Table 9 of our NeurIPS2021 submitted paper provides direct access to URL of the datasets mentioned below.

1. Automatic Speech Recognition

ETAPE & Common Voice The ASR tasks target two different types of corpora: Common Voice and ETAPE. Common Voice is a very large crowdsourced corpus (477h) of read speech in French with transcripts - training: 428 h, development: 24 h, and test: 25 h. ETAPE is a smaller (36 h) but more challenging corpus composed of diverse French TV broadcast programs - training: 22 h, development: 7 h, and test: 7 h.

Gravier, G. et al. (2012). The ETAPE corpus for the evaluation of speech-based TV content processing in the French language. In LREC.

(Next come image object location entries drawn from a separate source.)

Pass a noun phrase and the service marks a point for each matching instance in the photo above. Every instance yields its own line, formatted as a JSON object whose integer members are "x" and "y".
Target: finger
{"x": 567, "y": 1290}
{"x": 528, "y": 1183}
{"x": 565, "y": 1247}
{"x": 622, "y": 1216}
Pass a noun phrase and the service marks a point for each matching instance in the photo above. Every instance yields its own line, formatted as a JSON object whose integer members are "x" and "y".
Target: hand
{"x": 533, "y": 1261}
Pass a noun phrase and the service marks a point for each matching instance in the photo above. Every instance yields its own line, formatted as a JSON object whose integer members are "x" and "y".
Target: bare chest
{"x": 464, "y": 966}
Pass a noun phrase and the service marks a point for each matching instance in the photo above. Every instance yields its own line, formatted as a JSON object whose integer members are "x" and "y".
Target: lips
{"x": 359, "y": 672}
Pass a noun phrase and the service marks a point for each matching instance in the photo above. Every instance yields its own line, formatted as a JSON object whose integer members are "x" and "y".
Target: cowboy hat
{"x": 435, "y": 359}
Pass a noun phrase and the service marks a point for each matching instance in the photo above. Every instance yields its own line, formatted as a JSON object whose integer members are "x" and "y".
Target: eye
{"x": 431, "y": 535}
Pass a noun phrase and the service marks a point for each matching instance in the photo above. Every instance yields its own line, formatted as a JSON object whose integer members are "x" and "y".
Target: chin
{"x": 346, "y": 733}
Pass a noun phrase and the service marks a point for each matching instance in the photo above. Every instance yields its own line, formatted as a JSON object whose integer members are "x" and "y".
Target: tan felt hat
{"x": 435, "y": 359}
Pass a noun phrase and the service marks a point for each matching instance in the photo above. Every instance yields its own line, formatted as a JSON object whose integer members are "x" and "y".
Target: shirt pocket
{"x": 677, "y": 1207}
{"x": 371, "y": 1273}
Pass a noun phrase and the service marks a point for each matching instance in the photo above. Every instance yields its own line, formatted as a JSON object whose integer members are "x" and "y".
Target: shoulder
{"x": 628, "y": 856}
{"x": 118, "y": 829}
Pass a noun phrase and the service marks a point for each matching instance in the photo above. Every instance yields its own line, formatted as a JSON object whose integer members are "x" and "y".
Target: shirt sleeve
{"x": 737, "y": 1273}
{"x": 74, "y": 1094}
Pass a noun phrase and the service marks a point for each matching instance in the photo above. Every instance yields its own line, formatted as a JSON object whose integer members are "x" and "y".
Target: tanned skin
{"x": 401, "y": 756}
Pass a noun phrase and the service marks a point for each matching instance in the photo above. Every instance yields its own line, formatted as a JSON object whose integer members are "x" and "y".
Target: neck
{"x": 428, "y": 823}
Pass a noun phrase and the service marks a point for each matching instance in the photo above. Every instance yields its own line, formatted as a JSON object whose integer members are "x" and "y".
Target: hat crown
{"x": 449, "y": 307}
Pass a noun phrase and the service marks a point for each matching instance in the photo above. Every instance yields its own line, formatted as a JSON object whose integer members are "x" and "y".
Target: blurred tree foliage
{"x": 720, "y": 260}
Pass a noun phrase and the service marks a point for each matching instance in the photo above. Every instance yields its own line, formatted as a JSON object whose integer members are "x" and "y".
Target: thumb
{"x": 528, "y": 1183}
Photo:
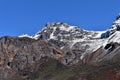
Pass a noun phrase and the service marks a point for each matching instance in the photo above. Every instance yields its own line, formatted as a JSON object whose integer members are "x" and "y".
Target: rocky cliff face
{"x": 63, "y": 49}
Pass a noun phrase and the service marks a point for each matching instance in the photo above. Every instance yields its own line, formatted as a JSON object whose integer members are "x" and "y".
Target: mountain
{"x": 78, "y": 43}
{"x": 62, "y": 52}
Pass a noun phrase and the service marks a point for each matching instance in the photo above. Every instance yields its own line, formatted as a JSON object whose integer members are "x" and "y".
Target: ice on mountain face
{"x": 25, "y": 35}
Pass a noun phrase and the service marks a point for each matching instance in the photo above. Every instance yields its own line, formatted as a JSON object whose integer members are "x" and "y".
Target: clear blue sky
{"x": 29, "y": 16}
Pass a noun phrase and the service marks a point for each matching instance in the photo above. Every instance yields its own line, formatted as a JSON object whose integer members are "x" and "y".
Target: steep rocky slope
{"x": 78, "y": 44}
{"x": 62, "y": 52}
{"x": 18, "y": 54}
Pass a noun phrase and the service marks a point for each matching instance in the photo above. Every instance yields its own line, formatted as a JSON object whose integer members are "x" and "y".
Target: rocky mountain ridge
{"x": 62, "y": 48}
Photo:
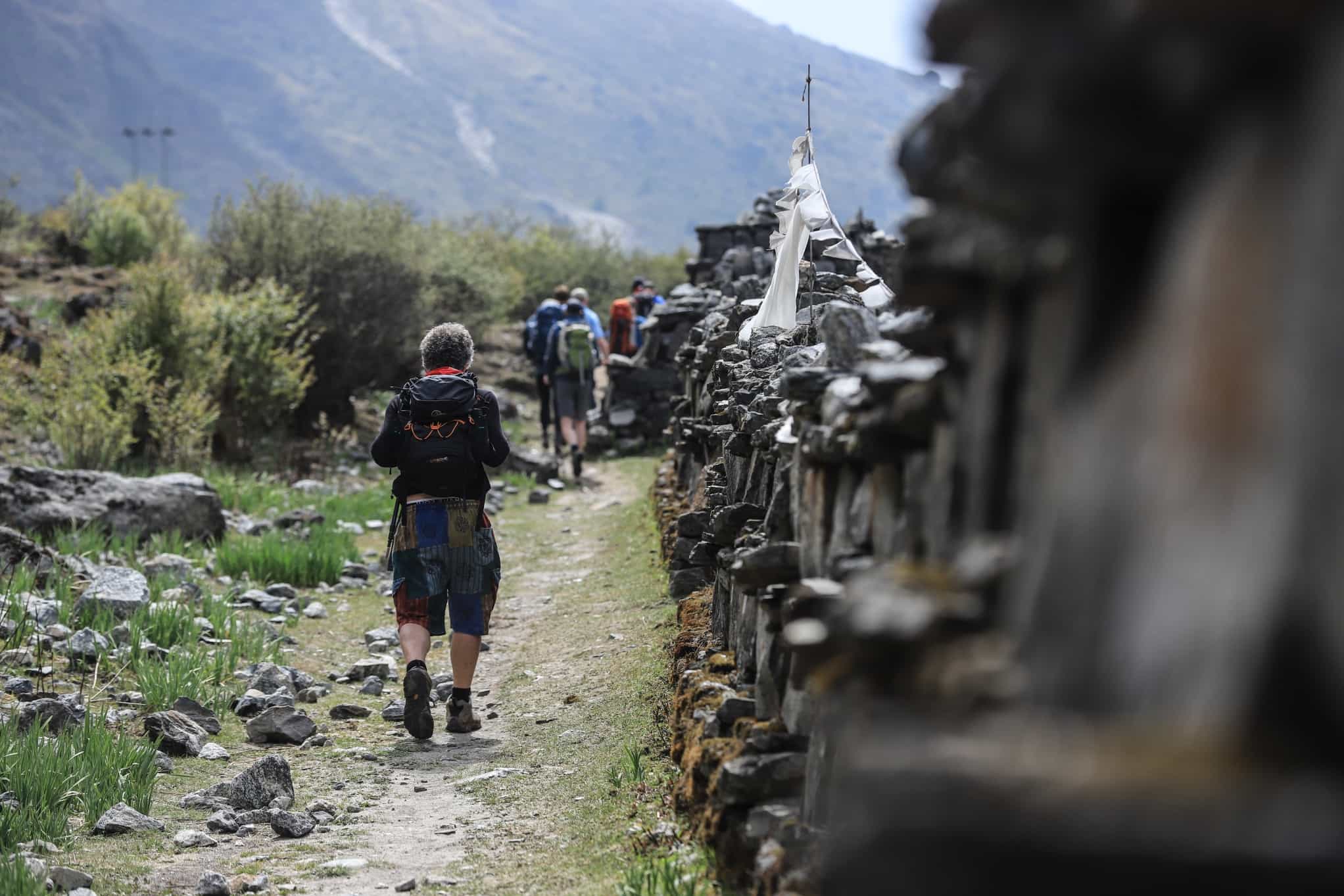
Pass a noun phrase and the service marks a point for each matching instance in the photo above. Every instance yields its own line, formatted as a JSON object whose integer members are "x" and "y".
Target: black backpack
{"x": 437, "y": 417}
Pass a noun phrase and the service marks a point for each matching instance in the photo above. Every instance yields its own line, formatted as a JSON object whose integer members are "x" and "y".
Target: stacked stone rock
{"x": 792, "y": 456}
{"x": 1007, "y": 600}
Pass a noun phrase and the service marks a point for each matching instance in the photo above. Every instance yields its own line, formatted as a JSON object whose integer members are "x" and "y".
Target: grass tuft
{"x": 81, "y": 771}
{"x": 276, "y": 557}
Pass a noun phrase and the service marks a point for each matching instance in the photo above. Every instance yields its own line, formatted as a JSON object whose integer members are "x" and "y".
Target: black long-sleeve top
{"x": 490, "y": 446}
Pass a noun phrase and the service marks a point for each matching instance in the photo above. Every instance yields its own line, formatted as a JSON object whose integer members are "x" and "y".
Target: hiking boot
{"x": 418, "y": 719}
{"x": 462, "y": 719}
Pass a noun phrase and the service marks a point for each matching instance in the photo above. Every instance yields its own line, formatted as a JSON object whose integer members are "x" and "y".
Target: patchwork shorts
{"x": 444, "y": 561}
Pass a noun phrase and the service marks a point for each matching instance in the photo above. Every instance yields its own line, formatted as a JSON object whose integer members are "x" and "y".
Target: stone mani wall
{"x": 807, "y": 468}
{"x": 1034, "y": 578}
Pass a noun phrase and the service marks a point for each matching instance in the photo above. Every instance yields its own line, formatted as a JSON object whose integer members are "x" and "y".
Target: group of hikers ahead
{"x": 440, "y": 431}
{"x": 566, "y": 344}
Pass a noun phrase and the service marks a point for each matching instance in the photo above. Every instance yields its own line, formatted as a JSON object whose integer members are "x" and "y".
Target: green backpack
{"x": 575, "y": 351}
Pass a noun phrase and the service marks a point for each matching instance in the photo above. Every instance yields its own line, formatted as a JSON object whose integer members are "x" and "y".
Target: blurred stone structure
{"x": 1034, "y": 578}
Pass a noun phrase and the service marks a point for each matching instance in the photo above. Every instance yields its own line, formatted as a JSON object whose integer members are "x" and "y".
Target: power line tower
{"x": 130, "y": 133}
{"x": 164, "y": 133}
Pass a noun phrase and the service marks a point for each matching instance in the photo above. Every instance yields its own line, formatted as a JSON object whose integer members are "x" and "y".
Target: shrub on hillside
{"x": 168, "y": 374}
{"x": 359, "y": 264}
{"x": 118, "y": 235}
{"x": 65, "y": 227}
{"x": 158, "y": 207}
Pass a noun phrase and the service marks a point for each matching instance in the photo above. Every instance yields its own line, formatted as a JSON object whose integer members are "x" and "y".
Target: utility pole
{"x": 148, "y": 133}
{"x": 130, "y": 133}
{"x": 164, "y": 133}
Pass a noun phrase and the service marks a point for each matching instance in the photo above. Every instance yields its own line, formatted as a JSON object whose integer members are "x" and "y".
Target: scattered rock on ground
{"x": 370, "y": 667}
{"x": 55, "y": 714}
{"x": 288, "y": 824}
{"x": 69, "y": 879}
{"x": 124, "y": 820}
{"x": 117, "y": 589}
{"x": 383, "y": 633}
{"x": 256, "y": 788}
{"x": 212, "y": 751}
{"x": 18, "y": 686}
{"x": 189, "y": 839}
{"x": 198, "y": 714}
{"x": 212, "y": 884}
{"x": 170, "y": 566}
{"x": 46, "y": 500}
{"x": 281, "y": 724}
{"x": 222, "y": 822}
{"x": 176, "y": 734}
{"x": 268, "y": 678}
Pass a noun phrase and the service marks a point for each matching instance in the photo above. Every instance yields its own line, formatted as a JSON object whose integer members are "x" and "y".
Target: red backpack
{"x": 623, "y": 327}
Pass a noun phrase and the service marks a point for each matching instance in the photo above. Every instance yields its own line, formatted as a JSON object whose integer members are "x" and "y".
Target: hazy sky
{"x": 886, "y": 30}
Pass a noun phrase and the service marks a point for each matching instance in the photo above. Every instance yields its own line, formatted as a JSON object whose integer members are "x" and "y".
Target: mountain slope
{"x": 632, "y": 114}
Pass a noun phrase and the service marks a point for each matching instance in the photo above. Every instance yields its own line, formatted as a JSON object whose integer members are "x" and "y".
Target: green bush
{"x": 95, "y": 425}
{"x": 168, "y": 374}
{"x": 375, "y": 279}
{"x": 118, "y": 235}
{"x": 360, "y": 265}
{"x": 158, "y": 207}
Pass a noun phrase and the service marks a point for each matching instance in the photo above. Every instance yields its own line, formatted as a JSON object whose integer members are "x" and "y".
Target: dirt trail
{"x": 417, "y": 805}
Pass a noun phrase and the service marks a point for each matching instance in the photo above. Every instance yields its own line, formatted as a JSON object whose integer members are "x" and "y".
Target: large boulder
{"x": 45, "y": 500}
{"x": 281, "y": 724}
{"x": 117, "y": 589}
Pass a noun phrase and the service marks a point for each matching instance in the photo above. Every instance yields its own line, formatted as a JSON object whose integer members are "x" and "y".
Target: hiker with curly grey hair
{"x": 440, "y": 431}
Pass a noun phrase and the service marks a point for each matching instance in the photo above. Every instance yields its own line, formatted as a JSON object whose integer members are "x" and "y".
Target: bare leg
{"x": 414, "y": 641}
{"x": 464, "y": 651}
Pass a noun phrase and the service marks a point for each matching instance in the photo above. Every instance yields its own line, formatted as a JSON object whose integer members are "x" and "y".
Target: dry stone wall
{"x": 1032, "y": 578}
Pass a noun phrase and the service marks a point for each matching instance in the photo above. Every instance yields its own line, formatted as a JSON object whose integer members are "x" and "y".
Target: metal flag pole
{"x": 809, "y": 159}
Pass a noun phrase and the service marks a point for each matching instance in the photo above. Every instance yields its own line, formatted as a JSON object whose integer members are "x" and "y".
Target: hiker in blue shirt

Ardila, R. et al. (2020). Common voice: A massively-multilingual speech corpus. In LREC.

2. Spoken Language Understanding

MEDIA The MEDIA corpus is used for the French SLU benchmark. The corpus is made up of 12,908 utterances (41.5 h) for training, 1,259 utterances (3.5 h) for development and 3,005 utterances (11.3 h) for test.

Bonneau-Maynard, H. et al. (2006). Results of the french evalda-media evaluation campaign for literal understanding. In LREC.

3. Speech-to-text Translation

mTEDx We selected subsets having French as the source language in multilingual TEDx corpus. Our benchmark covers translation directions from French to three target languages: English (en), Portugese (pt), and Spanish (es), with following training sizes: 50 h (TEDx/en), 38 h (TEDx/es), 25 h (TEDx/pt).

Salesky, E. et al. (2021). The multilingual TEDx corpus for speech recognition and translation.

4. Automatic Emotion Recognition

RECOLA & AlloSat We used the RECOLA dataset, which contains 3.8 h of noise-free recordings of spontaneous interactions beetween French-speaking subjects solving a collaborative task in remote condition-training, development and test partitions include each one third of the data. AlloSat is a more recent corpus containing 37 h of real-life call center conversations in French-training: 25.6 h, development: 5.8 h, and test: 6.0 h. Both datasets are annotated by several annotators using time-continuous dimensions which are averaged to define an emotion gold-standard: arousal (from passive to active) and valence (from negative to positive) for RECOLA, and a dimensional axis ranging from frustration to satisfaction for AlloSat.

Ringeval, F. et al. (2013). Introducing the RECOLA Multimodal Corpus of Remote Collabora- tive and Affective Interactions. In EmoSPACE, FG.

Macary, M. et al. (2020). AlloSat: A new call center French corpus for satisfaction and frustration analysis. In LREC.